Even recent predictions of a normal monsoon year in India in 2017 and short spells of rain in Bengaluru in the past week have failed to bring cheer to the capital of a state facing its second straight drought year.

“Bengaluru has always faced a shortage of water as it has witnessed rapid and unplanned growth,” said Kemparamaiah, engineer-in-chief of Bengaluru water supply and sewerage board (BWSSB).

Bengaluru has over 300,000 household borewells and around 9,000 public ones sunk by BWSSB which have depleted ground water tables to unprecedented lows and dried up lakes.

So steep is the demand that Bengaluru authorities have had to switch from the now almost-dry Thippagondanahalli reservoir to the Cauvery river to draw water.

The Karnataka government issued an advisory last August asking farmers not to sow water intensive crops just to ensure enough supply of drinking water.

Successive governments in the state have also diverted much of the water from surrounding regions to Bengaluru only for it to be misused.

Bengaluru gets about 1,400 million litres per day (mld) of water but as much as 300-400mld is lost in leakages, according to Kemparamaiah.

M.B. Patil, Karnataka water resources minister, said that the water ministry will continue to supply around 600 cusecs (1,440mld) of Cauvery water to Bengaluru but that his ministry cannot be held responsible for how the water is distributed to citizens.

“We are trying to make rain water harvesting compulsory and are even offering property tax rebates to those installing these systems,” G.Padmavathi, mayor of Bengaluru said.
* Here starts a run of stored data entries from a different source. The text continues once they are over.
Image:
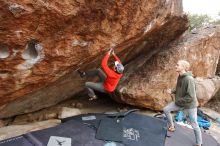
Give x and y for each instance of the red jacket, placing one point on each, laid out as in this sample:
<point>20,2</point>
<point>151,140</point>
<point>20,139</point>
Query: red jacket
<point>113,77</point>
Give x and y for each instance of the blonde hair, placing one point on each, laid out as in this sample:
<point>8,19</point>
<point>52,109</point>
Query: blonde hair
<point>185,64</point>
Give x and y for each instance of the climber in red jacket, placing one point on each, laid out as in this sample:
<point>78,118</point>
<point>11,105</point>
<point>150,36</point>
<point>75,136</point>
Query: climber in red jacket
<point>108,79</point>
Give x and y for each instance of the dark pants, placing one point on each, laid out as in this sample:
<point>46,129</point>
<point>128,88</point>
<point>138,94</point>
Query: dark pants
<point>91,86</point>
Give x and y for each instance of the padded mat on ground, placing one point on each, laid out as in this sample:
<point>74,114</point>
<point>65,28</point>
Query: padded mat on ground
<point>184,136</point>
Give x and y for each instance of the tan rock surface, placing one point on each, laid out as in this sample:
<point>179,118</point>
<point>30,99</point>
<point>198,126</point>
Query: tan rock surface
<point>43,43</point>
<point>145,85</point>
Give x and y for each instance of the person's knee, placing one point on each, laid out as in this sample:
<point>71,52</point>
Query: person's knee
<point>166,110</point>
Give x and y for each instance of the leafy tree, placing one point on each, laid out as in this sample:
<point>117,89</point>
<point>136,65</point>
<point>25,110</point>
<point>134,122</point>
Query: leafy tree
<point>197,21</point>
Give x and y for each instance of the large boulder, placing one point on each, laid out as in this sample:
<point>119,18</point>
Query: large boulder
<point>43,43</point>
<point>146,80</point>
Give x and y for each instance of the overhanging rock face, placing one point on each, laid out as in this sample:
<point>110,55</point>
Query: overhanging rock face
<point>146,86</point>
<point>42,43</point>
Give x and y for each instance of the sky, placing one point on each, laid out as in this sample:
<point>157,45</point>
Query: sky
<point>209,7</point>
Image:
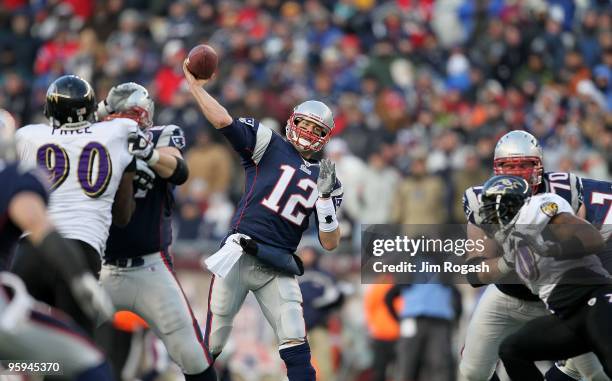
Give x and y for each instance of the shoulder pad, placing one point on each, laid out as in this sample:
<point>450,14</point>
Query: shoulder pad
<point>170,136</point>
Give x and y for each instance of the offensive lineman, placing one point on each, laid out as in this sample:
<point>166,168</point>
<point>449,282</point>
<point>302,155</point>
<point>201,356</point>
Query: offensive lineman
<point>503,308</point>
<point>283,187</point>
<point>137,271</point>
<point>552,250</point>
<point>90,169</point>
<point>30,330</point>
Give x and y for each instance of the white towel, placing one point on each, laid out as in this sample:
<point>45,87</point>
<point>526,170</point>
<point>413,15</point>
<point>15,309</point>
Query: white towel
<point>221,262</point>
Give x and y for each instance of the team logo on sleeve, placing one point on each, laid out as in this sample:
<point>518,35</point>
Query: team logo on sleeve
<point>549,208</point>
<point>178,139</point>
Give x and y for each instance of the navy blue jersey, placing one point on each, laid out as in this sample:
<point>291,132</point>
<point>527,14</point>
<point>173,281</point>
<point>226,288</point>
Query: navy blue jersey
<point>598,204</point>
<point>14,180</point>
<point>281,185</point>
<point>150,229</point>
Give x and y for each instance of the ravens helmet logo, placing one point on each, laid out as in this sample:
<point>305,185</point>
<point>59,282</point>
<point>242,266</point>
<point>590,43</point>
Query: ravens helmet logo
<point>549,208</point>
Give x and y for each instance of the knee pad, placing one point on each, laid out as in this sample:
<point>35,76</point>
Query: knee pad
<point>290,326</point>
<point>100,372</point>
<point>475,373</point>
<point>217,339</point>
<point>187,351</point>
<point>297,360</point>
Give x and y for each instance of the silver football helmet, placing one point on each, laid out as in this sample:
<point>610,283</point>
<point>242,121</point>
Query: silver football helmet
<point>518,153</point>
<point>128,100</point>
<point>316,112</point>
<point>8,150</point>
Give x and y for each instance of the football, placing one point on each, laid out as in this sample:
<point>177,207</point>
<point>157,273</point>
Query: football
<point>202,61</point>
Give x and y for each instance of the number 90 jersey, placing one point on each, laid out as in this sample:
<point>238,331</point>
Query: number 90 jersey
<point>84,167</point>
<point>281,186</point>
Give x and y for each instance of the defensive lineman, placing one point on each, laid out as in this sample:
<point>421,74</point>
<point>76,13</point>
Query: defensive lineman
<point>91,172</point>
<point>137,271</point>
<point>552,251</point>
<point>29,330</point>
<point>504,308</point>
<point>283,187</point>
But the scheme suffers from lack of enforcement. In addition, the current capacity of sewage treatment plants in Bengaluru is only about 720mld, which means water from toilets, car washes etc cannot be treated.

She said that the BBMP has budgeted for re-energizing of borewells but the civic body has not taken steps for curbing misuse by the powerful water tanker lobby.

Sriram Kuchimanchi, chief executive and founder of sustainable consultancy firm Smarter Dharma, attributed the city’s water scarcity to rapid inflow of people, lack of sewage treatment plants and virtually no rain water harvesting.